Abstract:
We evaluate the applicability of plagioclase and gabbro flow laws by comparing
predicted and observed deformation mechanisms in gabbroic shear zones. Gabbros and
layered gabbro mylonites were collected from the Southwest Indian Ridge (SWIR), ODP
Hole 735B. Deformation temperatures are constrained by two-pyroxene thermometry,
stress is estimated from grain size, and deformation mechanisms are analyzed by
microstructure and the presence or absence of a lattice preferred orientation (LPO). Our
analyses indicate that mylonite layers deformed at a strain rate in the range of 10-12 to 10-
11 s-1, while coarse-grained gabbro deformed at a strain rate of approximately 10-14 to 10-
13 s-1. Plagioclase in pure plagioclase mylonite layers exhibit strong LPOs indicating they
deform by dislocation creep. Plagioclase grain size in mixed plagioclase-pyroxene
mylonite layers is finer than in pure plagioclase layers, and depends on the size and
proportion of pyroxenes. Progressive mixing of pyroxene and plagioclase within gabbro
mylonite layers is accompanied by weakening of the LPO indicating that phase mixing
promotes a transition to diffusion creep processes that involve grain boundary sliding.
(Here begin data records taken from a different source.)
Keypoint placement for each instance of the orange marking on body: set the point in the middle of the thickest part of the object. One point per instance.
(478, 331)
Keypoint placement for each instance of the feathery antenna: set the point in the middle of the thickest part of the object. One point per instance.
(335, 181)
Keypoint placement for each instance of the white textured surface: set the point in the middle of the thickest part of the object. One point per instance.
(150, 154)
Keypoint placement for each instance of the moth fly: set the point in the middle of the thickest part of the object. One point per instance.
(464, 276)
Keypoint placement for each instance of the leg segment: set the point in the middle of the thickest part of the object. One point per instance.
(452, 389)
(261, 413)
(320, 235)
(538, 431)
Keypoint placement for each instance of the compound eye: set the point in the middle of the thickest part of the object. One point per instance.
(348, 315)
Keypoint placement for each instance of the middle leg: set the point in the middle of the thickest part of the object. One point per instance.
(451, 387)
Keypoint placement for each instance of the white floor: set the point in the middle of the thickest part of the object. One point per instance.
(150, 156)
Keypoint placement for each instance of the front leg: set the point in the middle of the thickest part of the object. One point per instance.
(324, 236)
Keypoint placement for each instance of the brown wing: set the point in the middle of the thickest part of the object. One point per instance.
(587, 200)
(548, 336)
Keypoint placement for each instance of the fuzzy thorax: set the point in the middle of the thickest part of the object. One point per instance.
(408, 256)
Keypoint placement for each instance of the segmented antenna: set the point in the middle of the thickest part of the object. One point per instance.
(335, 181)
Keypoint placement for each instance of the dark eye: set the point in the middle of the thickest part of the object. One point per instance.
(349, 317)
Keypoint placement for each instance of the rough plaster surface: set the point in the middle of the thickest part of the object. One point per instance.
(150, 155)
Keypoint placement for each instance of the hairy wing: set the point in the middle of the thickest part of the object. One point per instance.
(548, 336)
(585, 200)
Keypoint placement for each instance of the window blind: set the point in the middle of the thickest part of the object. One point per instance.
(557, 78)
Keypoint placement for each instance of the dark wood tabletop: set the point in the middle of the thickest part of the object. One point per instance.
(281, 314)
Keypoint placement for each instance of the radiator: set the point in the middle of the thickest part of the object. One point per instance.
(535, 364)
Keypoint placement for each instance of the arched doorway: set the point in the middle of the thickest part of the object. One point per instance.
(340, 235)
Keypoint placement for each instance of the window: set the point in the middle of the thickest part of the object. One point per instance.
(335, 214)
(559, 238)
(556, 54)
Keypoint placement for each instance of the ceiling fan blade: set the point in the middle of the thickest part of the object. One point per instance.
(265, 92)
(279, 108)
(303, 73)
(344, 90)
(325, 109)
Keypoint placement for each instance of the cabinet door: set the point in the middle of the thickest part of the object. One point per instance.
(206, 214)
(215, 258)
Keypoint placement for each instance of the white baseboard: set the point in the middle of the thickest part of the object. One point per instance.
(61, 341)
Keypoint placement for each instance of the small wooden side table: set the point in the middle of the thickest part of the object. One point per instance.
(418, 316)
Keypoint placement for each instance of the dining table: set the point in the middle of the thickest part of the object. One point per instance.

Our results indicate that experimental flow laws are accurate at geologic strain rates,
although the strain rate for diffusion creep of fine-grained gabbro may be underestimated.
At the conditions estimated for the SWIR crust, our calculations suggest that strain
localization leads to a factor of two to four decrease in lower crustal viscosity. Even so,
the viscosity of lower gabbroic crust is predicted to be similar to that of dry upper mantle.